Health issues, anger issues, no life outside of work, few friends, no enjoyable pastimes — just not happy.

Simply changing one big thing wasn’t going to fix this mess, but it was a start. So I began leaving work at a somewhat reasonable hour (still in the dark), i ate better, I spent time with friends and rekindled some interest in a few hobbies. But in the end, I was just changing the time I spent on things, not really changing how I felt about things.

This is where my friend’s advice came in.

Care Less, Care None

Care less about some things, care nothing about the little things, and focus on success.

I tried, and failed. Tried and failed. Tried and failed again. But over some time I actually changed, a little. The big catalyst was my wife, Jeannine. She softened me first, then two children did their magic. It took all that to move the needle some, but I was still focusing on many of the wrong things. Like what I “didn’t” get done today.

That was it!
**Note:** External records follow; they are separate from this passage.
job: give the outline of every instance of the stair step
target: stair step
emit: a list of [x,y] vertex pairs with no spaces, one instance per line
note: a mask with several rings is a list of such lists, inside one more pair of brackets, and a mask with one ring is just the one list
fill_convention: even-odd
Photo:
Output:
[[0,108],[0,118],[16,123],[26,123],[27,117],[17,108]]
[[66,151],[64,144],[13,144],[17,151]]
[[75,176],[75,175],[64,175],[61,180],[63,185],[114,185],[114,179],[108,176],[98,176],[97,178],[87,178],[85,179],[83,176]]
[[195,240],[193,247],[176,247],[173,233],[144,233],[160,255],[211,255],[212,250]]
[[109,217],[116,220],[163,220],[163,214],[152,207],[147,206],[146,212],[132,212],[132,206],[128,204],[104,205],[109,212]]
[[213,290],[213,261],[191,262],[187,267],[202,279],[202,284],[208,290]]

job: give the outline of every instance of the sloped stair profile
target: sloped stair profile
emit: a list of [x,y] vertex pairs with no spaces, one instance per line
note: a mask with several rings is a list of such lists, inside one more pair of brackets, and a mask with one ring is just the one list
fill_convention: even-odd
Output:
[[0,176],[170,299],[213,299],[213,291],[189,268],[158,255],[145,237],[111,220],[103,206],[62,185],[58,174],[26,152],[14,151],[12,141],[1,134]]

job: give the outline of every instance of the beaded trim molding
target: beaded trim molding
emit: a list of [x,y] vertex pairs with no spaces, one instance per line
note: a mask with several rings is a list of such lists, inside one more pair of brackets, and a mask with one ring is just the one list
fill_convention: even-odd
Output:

The one small trait that was tainting my thinking every day. I was focused on the negative, not the positive. I was focused only on the big things, not the many, many small things that make up every one of our days.

End on a Positive

So here’s what my friend told me to do. Start the day just like normal, go over my To Do list and add anything new. Go about my day just like normal. But at the end of the day, when I pull out my marked-up To Do list, I was to add any things that happened in the day that I spent time on that I didn’t intend at the start of the day. Then I was to focus on what I had done, not what I had failed to do.

After a few days my marked-up, end-of-day To Do list had become a personal journal. Business tasks and personal tasks accomplished were blended together. But more importantly, each day as I reflected on the things I had accomplished, I began to more clearly see and understand the value of the things that were not originally on my list.

Things like helping a younger colleague, support a favorite charity or professional group, talking and sharing with friends and associates, writing and using my other skills to help various people and groups. None of those things were on my work To Do list, but nonetheless they were things that I spent a little time on each day because they were important. They were a way to “give back” and stay connected. They were a way to use what little time and talent I had been given to help someone else.

Focus and Measurement

So two things occurred — I ended each day focused on my accomplishments, and I measured my accomplishments in a very different way. Part business, part “give-back,” and part helping others. Remarkably, I was the one that reaped the lion’s share of good will from spending a little time on others.

So start your day like always, focused on what you have to get done. Go about your day in the same professional manner you probably have for years. But change the way you finish. Look back and dwell on achievements, large and small, business and personal and feel good. With time you’ll actually look forward to the end of each day when you can tally up what you did and what it meant to others.